Several of the more established explorers, such as Dan Haga of Joppa, say they have gone "legit," meaning that they obtain permission from property owners before most expeditions. Many adhere to the Sierra Club's "minimum impact" model of "take only pictures; leave only footprints."

However, some do leave behind graffiti tags to let other explorers know that they've been there, or they remove souvenirs.

"We don't disrespect the property or even use force to get in," said Haga, 26, a 3-D modeler and animator who created urbanatro phy.com with friend Dan Ayers. "No matter what the place, there is almost always an open way in created by local kids, the homeless or metal scrappers looking for their next fix. If we can't find a way in, we will try again later."

Urban explorers generally avoid secured facilities and do not carry burglary tools.

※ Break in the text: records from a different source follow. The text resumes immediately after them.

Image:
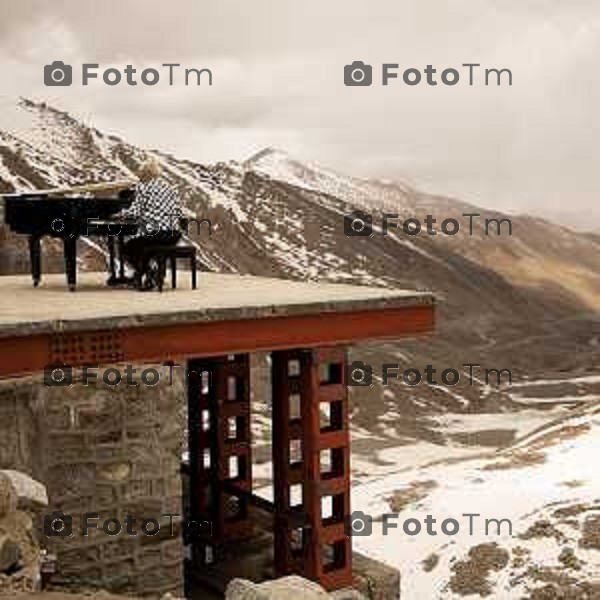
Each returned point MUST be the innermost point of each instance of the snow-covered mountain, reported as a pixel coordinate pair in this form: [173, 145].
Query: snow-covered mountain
[529, 302]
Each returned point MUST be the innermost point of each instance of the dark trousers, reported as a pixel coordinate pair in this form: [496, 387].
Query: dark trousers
[137, 249]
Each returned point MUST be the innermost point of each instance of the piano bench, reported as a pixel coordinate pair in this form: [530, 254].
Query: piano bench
[171, 253]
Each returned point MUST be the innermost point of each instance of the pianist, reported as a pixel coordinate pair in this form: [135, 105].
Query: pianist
[156, 208]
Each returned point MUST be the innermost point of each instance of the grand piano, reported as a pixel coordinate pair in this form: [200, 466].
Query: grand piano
[69, 214]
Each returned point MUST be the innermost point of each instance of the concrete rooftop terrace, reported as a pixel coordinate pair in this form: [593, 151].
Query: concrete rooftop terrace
[227, 314]
[25, 310]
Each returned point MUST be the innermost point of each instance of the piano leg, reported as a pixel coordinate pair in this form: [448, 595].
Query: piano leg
[121, 257]
[70, 252]
[111, 257]
[35, 259]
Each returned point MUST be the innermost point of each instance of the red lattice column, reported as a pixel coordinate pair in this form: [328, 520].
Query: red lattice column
[220, 448]
[311, 462]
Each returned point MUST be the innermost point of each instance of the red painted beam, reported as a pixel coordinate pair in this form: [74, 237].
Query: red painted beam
[20, 355]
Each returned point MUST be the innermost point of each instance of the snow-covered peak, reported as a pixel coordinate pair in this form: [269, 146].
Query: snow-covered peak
[279, 165]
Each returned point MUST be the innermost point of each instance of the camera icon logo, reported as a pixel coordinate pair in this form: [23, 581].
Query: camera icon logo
[359, 374]
[58, 74]
[58, 375]
[57, 524]
[359, 524]
[358, 73]
[358, 224]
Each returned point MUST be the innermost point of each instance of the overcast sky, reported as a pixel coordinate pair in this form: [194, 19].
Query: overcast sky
[278, 81]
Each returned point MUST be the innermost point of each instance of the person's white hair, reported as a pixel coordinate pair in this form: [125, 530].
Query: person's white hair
[149, 169]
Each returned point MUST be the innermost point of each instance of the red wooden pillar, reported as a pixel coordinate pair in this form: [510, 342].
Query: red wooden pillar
[311, 459]
[220, 448]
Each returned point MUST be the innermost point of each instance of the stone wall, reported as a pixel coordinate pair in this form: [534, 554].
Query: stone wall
[108, 450]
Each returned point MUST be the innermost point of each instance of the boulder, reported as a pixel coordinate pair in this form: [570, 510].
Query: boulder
[286, 588]
[31, 494]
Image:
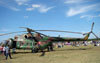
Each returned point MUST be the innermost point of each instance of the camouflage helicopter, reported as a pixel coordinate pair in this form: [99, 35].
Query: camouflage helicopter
[38, 41]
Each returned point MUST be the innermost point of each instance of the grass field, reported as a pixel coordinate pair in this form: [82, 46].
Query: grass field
[67, 54]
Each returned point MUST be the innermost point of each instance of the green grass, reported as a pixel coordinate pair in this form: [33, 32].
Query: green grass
[67, 54]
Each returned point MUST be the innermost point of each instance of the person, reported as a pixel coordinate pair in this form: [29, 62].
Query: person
[4, 51]
[1, 49]
[7, 48]
[14, 44]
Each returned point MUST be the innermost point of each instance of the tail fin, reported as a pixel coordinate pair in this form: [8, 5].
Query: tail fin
[87, 36]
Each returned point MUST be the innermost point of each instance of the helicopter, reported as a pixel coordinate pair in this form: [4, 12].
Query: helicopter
[37, 41]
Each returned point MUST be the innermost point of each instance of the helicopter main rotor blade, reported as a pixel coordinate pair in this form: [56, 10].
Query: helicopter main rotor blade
[61, 31]
[11, 33]
[92, 26]
[95, 35]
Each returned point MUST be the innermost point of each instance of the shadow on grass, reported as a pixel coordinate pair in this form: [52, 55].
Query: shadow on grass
[73, 49]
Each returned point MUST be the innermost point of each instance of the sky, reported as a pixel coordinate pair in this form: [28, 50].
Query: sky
[67, 15]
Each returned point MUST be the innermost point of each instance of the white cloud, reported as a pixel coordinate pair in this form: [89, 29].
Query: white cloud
[40, 8]
[4, 30]
[7, 5]
[89, 16]
[14, 8]
[45, 9]
[29, 9]
[25, 16]
[72, 1]
[36, 5]
[79, 10]
[21, 2]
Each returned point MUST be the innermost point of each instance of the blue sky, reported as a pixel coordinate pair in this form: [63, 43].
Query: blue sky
[69, 15]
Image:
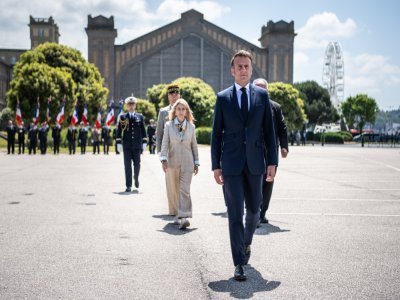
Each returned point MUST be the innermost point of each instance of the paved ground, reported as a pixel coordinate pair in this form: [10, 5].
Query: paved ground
[68, 231]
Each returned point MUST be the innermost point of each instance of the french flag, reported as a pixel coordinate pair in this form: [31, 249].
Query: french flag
[110, 116]
[18, 116]
[84, 115]
[74, 118]
[98, 120]
[60, 116]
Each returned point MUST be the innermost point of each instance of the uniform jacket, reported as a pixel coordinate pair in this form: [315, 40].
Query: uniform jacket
[131, 131]
[180, 151]
[162, 119]
[234, 142]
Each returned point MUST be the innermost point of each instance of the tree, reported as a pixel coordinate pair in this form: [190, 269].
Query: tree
[317, 103]
[292, 106]
[359, 110]
[56, 70]
[200, 96]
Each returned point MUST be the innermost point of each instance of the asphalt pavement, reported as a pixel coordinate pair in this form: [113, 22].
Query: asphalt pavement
[69, 231]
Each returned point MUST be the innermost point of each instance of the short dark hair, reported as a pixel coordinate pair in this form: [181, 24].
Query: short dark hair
[242, 53]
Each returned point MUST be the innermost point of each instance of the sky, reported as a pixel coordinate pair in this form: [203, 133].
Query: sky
[367, 30]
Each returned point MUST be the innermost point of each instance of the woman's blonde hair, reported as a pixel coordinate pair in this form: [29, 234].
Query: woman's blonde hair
[189, 114]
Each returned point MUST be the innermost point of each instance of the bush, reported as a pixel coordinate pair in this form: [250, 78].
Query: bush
[203, 135]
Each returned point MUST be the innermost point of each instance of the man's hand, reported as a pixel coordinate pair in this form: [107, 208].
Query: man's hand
[270, 173]
[284, 152]
[218, 176]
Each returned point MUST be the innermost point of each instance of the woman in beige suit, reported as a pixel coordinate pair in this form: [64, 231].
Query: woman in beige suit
[180, 159]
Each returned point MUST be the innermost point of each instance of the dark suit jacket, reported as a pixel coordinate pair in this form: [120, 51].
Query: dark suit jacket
[234, 142]
[132, 132]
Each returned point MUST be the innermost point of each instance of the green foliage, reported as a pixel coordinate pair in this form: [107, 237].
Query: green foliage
[6, 115]
[147, 109]
[200, 96]
[203, 135]
[317, 104]
[57, 71]
[154, 94]
[292, 106]
[359, 110]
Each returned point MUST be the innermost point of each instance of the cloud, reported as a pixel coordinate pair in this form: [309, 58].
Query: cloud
[322, 28]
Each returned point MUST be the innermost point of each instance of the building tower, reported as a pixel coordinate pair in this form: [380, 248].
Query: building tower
[43, 30]
[278, 38]
[101, 38]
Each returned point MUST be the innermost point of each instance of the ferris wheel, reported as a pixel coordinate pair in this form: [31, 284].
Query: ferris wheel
[333, 72]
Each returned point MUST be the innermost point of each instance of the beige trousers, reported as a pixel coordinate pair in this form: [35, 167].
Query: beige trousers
[178, 192]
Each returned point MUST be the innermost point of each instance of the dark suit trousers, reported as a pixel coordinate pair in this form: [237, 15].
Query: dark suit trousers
[129, 156]
[239, 190]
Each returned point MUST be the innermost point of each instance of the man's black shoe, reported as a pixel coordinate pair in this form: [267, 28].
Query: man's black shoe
[247, 253]
[239, 273]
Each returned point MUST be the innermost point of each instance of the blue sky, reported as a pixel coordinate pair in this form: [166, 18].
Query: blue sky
[367, 31]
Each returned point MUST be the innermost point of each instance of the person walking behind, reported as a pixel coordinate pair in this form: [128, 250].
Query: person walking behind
[242, 129]
[180, 159]
[281, 136]
[132, 134]
[11, 130]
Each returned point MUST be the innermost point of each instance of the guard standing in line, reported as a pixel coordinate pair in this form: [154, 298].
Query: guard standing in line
[21, 138]
[56, 135]
[43, 138]
[10, 137]
[82, 137]
[132, 134]
[105, 138]
[32, 137]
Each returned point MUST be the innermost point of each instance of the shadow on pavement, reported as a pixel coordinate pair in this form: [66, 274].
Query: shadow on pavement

Arndt, however, was carrying a butane soldering torch, pliers, flashlight, and rubber and leather gloves when he entered The Wire's soundstage in a business park off Snowden River Parkway, according to Howard County police.

Arndt's case, Haga said, demonstrates why knowledgeable explorers "do not carry those types of tools. Just having a crowbar or lock-pick can bump you up from a trespass/unlawful entry [charge] to a breaking and entering or burglary charge real fast."

Haga's Web site is filled with hundreds of photographs of once-prominent Baltimore area buildings, including the Gunther Brewery, the veterans hospital at Fort Howard, the Thistle Mill in Ellicott City, and churches and schools.

The tagline on the site is "Illuminating the Forgotten." Some shots depict nothing more than grime, peeled paint and graffiti. But occasionally, Haga's images capture the creepiness of the adventure or, under the splash of sun rays, the brilliance of what once was, and perhaps still is, beautiful.

"When you're visiting a place you have never been, you never know what to expect," he said. "There are dozens of threats that keep you on your toes - alarms, security, police, extremely unstable structure, homeless [people], crackheads, dogs, etc. When you get past all that and find yourself inside an architectural ... masterpiece, it's a feeling I can't even explain other than [it's] definitely worth it."